On the Robustness of Adversarial Training Against Uncertainty Attacks
Emanuele Ledda, Giovanni Scodeller, Daniele Angioni, Giorgio Piras, Antonio Emanuele Cinà, Giorgio Fumera, Battista Biggio, Fabio Roli
TL;DR
This work investigates the robustness of uncertainty quantification to adversarial perturbations and demonstrates that adversarial training yields more trustworthy uncertainty estimates without ad-hoc defenses. By formulating a modular framework for uncertainty attacks and introducing the Uncertainty Span, the authors derive theoretical insights showing that AT tends to produce under-confident predictions, which enhances resilience to uncertainty attacks. Empirical validation on 23 RobustBench models across CIFAR-10 and ImageNet confirms these trends, with MUS, MSUS, and $s$-ECE providing effective measures of robustness, and OOD/OSR experiments showing practical gains.

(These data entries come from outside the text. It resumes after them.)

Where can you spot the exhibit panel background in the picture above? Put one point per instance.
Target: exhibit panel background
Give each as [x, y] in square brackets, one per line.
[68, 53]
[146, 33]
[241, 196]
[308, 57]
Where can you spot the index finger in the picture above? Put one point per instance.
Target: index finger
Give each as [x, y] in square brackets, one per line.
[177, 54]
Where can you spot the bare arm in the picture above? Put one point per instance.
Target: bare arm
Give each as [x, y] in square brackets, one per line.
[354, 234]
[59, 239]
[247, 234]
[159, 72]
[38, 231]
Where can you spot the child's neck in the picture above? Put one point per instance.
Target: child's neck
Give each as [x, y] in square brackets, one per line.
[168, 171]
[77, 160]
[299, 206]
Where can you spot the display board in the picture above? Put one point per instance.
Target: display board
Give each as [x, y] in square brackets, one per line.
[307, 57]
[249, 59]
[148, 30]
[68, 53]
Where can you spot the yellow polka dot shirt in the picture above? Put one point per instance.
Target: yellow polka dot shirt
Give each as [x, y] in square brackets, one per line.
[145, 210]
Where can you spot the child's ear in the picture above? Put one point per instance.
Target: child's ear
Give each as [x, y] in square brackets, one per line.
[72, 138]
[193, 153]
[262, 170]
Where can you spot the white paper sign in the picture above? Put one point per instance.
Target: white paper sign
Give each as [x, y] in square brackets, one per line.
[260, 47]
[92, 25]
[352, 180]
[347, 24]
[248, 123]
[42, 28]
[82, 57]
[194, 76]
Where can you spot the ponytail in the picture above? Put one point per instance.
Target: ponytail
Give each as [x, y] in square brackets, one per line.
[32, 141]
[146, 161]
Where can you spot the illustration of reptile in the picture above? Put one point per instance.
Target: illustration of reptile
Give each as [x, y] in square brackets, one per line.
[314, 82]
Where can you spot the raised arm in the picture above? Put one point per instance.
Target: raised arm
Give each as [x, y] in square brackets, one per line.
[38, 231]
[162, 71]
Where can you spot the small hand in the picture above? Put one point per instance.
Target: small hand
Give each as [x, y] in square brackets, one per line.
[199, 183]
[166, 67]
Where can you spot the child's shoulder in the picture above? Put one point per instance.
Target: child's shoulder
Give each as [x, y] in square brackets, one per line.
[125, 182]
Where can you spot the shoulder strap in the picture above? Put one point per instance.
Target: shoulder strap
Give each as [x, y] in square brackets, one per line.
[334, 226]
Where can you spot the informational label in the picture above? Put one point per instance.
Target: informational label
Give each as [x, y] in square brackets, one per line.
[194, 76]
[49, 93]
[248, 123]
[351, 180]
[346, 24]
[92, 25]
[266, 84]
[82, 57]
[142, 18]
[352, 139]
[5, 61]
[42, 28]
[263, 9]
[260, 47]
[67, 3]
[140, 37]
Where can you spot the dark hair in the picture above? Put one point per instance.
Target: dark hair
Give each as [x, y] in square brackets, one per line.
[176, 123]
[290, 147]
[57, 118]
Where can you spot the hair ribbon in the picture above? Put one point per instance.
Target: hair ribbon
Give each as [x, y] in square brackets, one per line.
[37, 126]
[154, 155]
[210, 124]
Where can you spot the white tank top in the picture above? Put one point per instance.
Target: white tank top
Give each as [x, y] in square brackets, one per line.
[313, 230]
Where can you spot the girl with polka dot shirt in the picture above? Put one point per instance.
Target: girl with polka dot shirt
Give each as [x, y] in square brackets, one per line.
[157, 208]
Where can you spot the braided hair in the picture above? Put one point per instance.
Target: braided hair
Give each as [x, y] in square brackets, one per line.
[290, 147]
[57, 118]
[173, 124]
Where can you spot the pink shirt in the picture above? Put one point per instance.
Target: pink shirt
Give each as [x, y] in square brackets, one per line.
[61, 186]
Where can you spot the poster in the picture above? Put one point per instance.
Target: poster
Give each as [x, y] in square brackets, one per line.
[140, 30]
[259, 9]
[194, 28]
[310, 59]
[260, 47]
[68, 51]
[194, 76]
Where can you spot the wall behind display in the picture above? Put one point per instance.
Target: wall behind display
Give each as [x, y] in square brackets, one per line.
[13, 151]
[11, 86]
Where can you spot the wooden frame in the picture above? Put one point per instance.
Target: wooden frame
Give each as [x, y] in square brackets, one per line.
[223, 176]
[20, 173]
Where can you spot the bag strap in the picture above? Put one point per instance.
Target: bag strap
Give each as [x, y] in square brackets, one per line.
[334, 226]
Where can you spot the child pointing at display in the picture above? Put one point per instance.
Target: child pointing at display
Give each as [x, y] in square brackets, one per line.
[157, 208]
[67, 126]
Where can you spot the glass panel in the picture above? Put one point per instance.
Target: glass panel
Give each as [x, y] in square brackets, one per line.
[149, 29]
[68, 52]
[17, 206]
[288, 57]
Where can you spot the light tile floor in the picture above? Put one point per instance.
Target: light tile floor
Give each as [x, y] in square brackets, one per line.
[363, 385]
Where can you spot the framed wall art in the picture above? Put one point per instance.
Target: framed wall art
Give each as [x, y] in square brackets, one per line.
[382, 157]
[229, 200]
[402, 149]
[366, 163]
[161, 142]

The study highlights the potential of levering existing robust models to secure downstream uncertainty-based decision making in security-sensitive applications, while noting limitations and directions for extending the analysis to epistemic uncertainty and Bayesian frameworks.
Abstract
In learning problems, the noise inherent to the task at hand hinders the possibility to infer without a certain degree of uncertainty. Quantifying this uncertainty, regardless of its wide use, assumes high relevance for security-sensitive applications. Within these scenarios, it becomes fundamental to guarantee good (i.e., trustworthy) uncertainty measures, which downstream modules can securely employ to drive the final decision-making process. However, an attacker may be interested in forcing the system to produce either (i) highly uncertain outputs jeopardizing the system's availability or (ii) low uncertainty estimates, making the system accept uncertain samples that would instead require a careful inspection (e.g., human intervention). Therefore, it becomes fundamental to understand how to obtain robust uncertainty estimates against these kinds of attacks. In this work, we reveal both empirically and theoretically that defending against adversarial examples, i.e., carefully perturbed samples that cause misclassification, additionally guarantees a more secure, trustworthy uncertainty estimate under common attack scenarios without the need for an ad-hoc defense strategy. To support our claims, we evaluate multiple adversarial-robust models from the publicly available benchmark RobustBench on the CIFAR-10 and ImageNet datasets.